There was a brief resurgence during World War II, when the U.S. Department of Agriculture launched a "Hemp for Victory" campaign to replace Southeast Asian fiber sources cut off by the Japanese, but there has been no commercial hemp production in the U.S. since the 1950s, according to a January report from the Congressional Research Service. Technically, the DEA is authorized to grant farmers special permits to grow hemp. It just never does.
At least 30 countries produce hemp commercially, and most of the hemp imported into the U.S. is grown in China, Canada and Europe.
Rough industry estimates suggest that a few hundred million dollars' worth of hemp products, such as soaps, body lotions and hemp granola, are sold in the U.S. every year.
All of it is imported, which maddens David Bronner, chief executive of Dr. Bronner's Magic Soap based in Escondido, Calif. His company uses 20 tons of hempseed oil in soaps every year and has contributed $50,000 to Washington's campaign and $50,000 to Colorado's.

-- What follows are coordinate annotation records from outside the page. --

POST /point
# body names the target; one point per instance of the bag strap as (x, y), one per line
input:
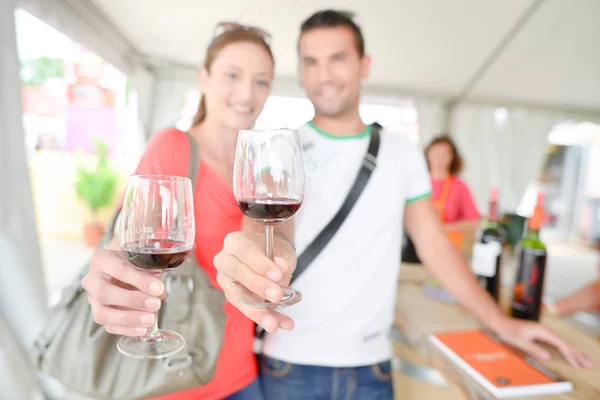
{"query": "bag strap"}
(318, 244)
(194, 163)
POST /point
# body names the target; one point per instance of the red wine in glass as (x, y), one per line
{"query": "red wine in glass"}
(156, 234)
(269, 210)
(156, 254)
(268, 184)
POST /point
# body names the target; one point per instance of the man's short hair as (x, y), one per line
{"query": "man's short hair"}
(334, 19)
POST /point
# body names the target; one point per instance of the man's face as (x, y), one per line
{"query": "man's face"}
(331, 70)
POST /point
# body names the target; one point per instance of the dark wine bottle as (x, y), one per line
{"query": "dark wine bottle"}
(529, 285)
(487, 260)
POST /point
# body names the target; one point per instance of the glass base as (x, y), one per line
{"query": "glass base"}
(165, 344)
(289, 298)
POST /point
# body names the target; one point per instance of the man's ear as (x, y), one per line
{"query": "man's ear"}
(365, 66)
(203, 78)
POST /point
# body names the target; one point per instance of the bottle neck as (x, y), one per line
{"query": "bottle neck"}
(532, 233)
(493, 214)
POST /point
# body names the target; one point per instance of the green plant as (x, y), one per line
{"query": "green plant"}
(37, 71)
(97, 186)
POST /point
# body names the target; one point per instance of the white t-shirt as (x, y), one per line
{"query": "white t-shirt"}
(347, 311)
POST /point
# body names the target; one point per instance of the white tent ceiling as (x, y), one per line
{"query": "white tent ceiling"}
(539, 52)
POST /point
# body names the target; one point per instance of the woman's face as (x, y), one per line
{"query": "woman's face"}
(238, 84)
(439, 157)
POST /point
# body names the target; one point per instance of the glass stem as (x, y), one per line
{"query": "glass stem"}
(153, 332)
(269, 241)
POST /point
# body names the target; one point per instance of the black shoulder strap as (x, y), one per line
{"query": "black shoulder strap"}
(318, 244)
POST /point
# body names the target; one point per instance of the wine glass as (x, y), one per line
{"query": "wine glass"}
(268, 184)
(156, 234)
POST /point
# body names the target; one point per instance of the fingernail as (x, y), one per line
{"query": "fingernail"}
(274, 275)
(271, 294)
(147, 319)
(267, 323)
(152, 304)
(157, 288)
(281, 263)
(287, 325)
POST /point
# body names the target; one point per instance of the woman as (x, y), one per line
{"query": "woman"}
(451, 196)
(235, 80)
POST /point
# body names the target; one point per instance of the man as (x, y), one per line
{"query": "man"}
(340, 347)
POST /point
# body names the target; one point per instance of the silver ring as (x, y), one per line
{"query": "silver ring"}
(229, 285)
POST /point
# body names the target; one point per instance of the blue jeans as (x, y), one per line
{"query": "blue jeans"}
(282, 380)
(251, 392)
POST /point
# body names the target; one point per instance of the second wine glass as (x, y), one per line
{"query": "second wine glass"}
(269, 188)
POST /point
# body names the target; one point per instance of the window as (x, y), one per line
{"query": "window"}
(72, 101)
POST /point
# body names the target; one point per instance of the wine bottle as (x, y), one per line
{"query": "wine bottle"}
(487, 250)
(529, 285)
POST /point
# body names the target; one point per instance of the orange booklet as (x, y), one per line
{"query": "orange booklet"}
(500, 369)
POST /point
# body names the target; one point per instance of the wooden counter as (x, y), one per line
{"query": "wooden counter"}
(418, 316)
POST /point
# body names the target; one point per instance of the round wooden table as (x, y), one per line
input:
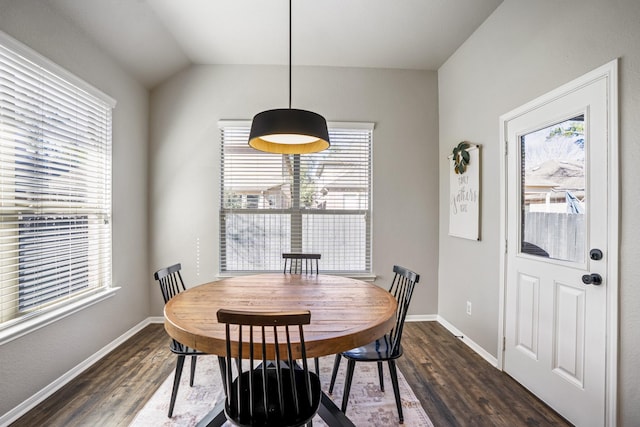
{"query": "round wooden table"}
(345, 313)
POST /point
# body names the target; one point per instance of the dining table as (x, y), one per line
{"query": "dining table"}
(345, 313)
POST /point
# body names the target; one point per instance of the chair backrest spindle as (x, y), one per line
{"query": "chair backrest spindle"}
(278, 371)
(301, 263)
(401, 288)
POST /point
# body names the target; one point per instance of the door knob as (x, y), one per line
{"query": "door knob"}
(592, 279)
(595, 254)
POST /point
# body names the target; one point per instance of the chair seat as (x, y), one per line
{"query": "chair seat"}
(376, 351)
(272, 416)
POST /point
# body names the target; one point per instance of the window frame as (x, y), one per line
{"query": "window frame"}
(37, 65)
(295, 211)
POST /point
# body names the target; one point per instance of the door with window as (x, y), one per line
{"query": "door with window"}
(558, 254)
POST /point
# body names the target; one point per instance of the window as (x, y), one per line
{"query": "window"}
(55, 186)
(320, 202)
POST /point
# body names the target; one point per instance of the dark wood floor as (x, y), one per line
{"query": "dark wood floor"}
(455, 385)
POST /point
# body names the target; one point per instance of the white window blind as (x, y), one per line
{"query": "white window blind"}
(55, 186)
(319, 203)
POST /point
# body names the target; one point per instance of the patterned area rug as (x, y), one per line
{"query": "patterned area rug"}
(368, 406)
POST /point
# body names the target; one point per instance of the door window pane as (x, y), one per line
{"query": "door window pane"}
(553, 191)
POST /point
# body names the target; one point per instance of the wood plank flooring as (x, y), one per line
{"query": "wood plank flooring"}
(455, 385)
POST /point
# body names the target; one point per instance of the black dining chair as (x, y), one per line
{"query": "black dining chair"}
(301, 263)
(270, 388)
(171, 284)
(386, 348)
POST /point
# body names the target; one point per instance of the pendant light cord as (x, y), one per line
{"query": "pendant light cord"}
(289, 54)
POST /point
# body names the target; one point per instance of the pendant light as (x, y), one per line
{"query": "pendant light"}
(289, 130)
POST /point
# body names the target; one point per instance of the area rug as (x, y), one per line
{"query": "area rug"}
(368, 406)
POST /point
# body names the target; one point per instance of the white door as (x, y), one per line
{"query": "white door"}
(558, 254)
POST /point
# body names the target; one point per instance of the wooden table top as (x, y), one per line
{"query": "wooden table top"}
(345, 313)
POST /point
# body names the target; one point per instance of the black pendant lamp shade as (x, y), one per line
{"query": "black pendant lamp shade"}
(289, 131)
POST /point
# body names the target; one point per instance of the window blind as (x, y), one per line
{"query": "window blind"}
(318, 202)
(55, 187)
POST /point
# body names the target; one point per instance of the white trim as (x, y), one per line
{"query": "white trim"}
(47, 391)
(610, 72)
(47, 64)
(422, 318)
(469, 342)
(26, 326)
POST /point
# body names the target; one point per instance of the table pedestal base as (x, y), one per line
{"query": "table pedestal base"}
(328, 411)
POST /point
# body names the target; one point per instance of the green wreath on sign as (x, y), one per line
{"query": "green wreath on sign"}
(461, 157)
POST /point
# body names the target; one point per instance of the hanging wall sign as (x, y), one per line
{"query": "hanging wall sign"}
(464, 191)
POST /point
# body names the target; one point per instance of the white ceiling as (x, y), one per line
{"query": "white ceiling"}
(153, 39)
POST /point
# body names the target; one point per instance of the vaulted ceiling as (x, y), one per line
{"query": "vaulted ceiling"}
(153, 39)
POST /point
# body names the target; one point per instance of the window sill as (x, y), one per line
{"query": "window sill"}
(22, 328)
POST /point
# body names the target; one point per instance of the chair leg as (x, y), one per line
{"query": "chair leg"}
(334, 373)
(176, 384)
(347, 385)
(396, 388)
(193, 370)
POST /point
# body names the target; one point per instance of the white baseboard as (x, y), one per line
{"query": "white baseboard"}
(47, 391)
(474, 346)
(422, 318)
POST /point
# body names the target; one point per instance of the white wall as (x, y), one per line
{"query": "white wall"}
(185, 160)
(30, 363)
(525, 49)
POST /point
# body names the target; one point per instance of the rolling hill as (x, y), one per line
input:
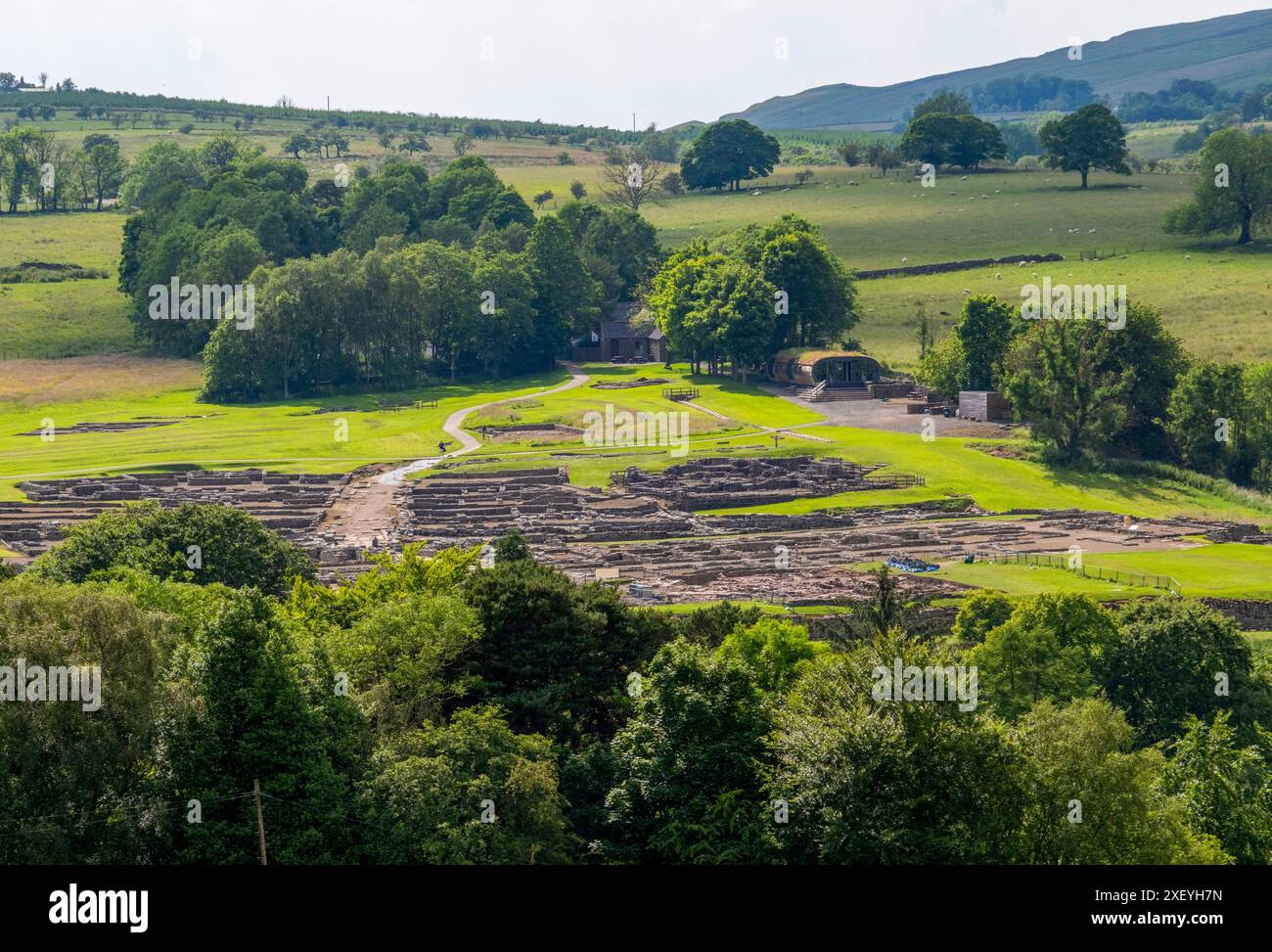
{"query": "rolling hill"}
(1232, 51)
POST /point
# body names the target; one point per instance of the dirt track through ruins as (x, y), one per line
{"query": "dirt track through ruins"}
(365, 511)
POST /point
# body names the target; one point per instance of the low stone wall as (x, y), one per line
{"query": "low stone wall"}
(941, 267)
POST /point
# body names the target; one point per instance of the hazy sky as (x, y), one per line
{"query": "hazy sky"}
(593, 62)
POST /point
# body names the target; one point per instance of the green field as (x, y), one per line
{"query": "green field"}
(1216, 299)
(64, 317)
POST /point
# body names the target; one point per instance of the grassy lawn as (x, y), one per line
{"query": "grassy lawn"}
(1217, 301)
(1226, 570)
(745, 404)
(954, 468)
(1021, 580)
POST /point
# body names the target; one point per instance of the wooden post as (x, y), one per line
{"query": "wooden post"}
(259, 819)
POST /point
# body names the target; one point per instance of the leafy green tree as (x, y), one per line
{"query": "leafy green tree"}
(556, 656)
(565, 293)
(776, 652)
(405, 658)
(469, 792)
(1044, 651)
(154, 168)
(1089, 138)
(1204, 417)
(980, 612)
(687, 787)
(1094, 799)
(870, 781)
(986, 329)
(942, 365)
(70, 778)
(1257, 424)
(1178, 658)
(1228, 788)
(191, 542)
(1152, 359)
(1056, 378)
(944, 139)
(944, 101)
(726, 153)
(246, 711)
(106, 167)
(821, 299)
(1233, 191)
(296, 143)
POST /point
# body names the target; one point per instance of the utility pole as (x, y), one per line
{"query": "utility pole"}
(259, 819)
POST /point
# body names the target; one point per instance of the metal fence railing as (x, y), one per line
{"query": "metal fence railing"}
(1077, 567)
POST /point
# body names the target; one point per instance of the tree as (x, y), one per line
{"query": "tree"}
(414, 143)
(686, 761)
(940, 139)
(106, 167)
(872, 779)
(72, 775)
(296, 143)
(1044, 651)
(1204, 419)
(726, 153)
(565, 293)
(630, 178)
(1056, 378)
(1234, 187)
(1090, 138)
(1173, 658)
(945, 101)
(403, 658)
(984, 329)
(428, 791)
(980, 612)
(1152, 358)
(554, 655)
(1094, 799)
(1228, 788)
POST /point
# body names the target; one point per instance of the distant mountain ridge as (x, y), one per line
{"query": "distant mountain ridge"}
(1233, 51)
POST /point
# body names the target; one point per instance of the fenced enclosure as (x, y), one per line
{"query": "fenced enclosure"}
(1068, 563)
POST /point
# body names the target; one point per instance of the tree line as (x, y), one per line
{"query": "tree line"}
(747, 295)
(450, 710)
(453, 270)
(55, 176)
(1092, 390)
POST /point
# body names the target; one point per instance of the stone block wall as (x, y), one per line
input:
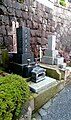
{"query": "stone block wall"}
(36, 16)
(62, 18)
(40, 19)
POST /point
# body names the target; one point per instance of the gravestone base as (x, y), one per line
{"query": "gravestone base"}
(51, 53)
(22, 58)
(20, 69)
(17, 68)
(59, 60)
(42, 85)
(48, 60)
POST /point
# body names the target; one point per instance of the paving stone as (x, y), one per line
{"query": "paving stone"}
(60, 107)
(42, 112)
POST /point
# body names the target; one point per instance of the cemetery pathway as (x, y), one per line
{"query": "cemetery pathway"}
(58, 108)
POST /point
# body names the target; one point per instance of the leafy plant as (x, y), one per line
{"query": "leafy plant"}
(63, 3)
(5, 58)
(14, 92)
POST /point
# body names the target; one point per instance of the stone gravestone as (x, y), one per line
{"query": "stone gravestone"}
(23, 51)
(51, 54)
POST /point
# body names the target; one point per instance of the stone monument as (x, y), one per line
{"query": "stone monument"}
(51, 54)
(23, 51)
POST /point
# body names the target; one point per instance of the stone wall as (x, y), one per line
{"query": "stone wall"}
(40, 19)
(36, 16)
(62, 18)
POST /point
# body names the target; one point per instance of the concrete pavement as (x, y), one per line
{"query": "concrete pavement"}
(58, 108)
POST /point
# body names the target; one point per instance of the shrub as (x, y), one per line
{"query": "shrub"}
(5, 58)
(62, 2)
(14, 92)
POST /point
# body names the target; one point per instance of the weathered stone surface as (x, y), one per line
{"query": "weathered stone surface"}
(25, 15)
(54, 73)
(35, 25)
(1, 41)
(29, 24)
(3, 30)
(39, 18)
(33, 33)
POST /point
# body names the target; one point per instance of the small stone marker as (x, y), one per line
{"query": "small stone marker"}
(42, 85)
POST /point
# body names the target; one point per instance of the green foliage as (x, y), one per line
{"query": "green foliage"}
(14, 92)
(62, 2)
(5, 58)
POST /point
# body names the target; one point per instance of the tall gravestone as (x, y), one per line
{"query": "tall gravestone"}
(51, 54)
(23, 51)
(23, 46)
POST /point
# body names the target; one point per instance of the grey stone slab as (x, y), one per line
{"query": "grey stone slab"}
(22, 58)
(42, 112)
(51, 53)
(48, 60)
(59, 60)
(51, 42)
(42, 85)
(23, 40)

"The Canadian farmers are laughing at us all the way to the bank," Bronner said. "We give $100,000 a year to the Canadians. If American farmers could grow industrial hemp here, we'd recognize 25 percent savings, for sure."
That kind of talk intrigues farmers like Ted Durfey, who has a seed press at his Sunnyside, Wash., farm to help turn the canola and flax he grows into biofuel.
"If it's sanctioned, it would lend itself pretty well to enhancing our local economy," Durfey said. "But I'm definitely not going to grow a commodity that's illegal under federal law."
Another central Washington farmer, Tom Stahl, said that if the initiative passes, he'd likely grow it until federal authorities caught on and warned him not to.
But even some farmers interested in experimenting with hemp aren't necessarily planning to vote for the ballot measures. They include Rob Jones, a southern Colorado potato farmer who has unsuccessfully lobbied the Legislature to permit industrial hemp.
Told the marijuana measure on ballots this fall would do the same thing, Jones scoffed. "It's going to be legal to smoke it in this state before we can grow it for legitimate purposes," Jones said.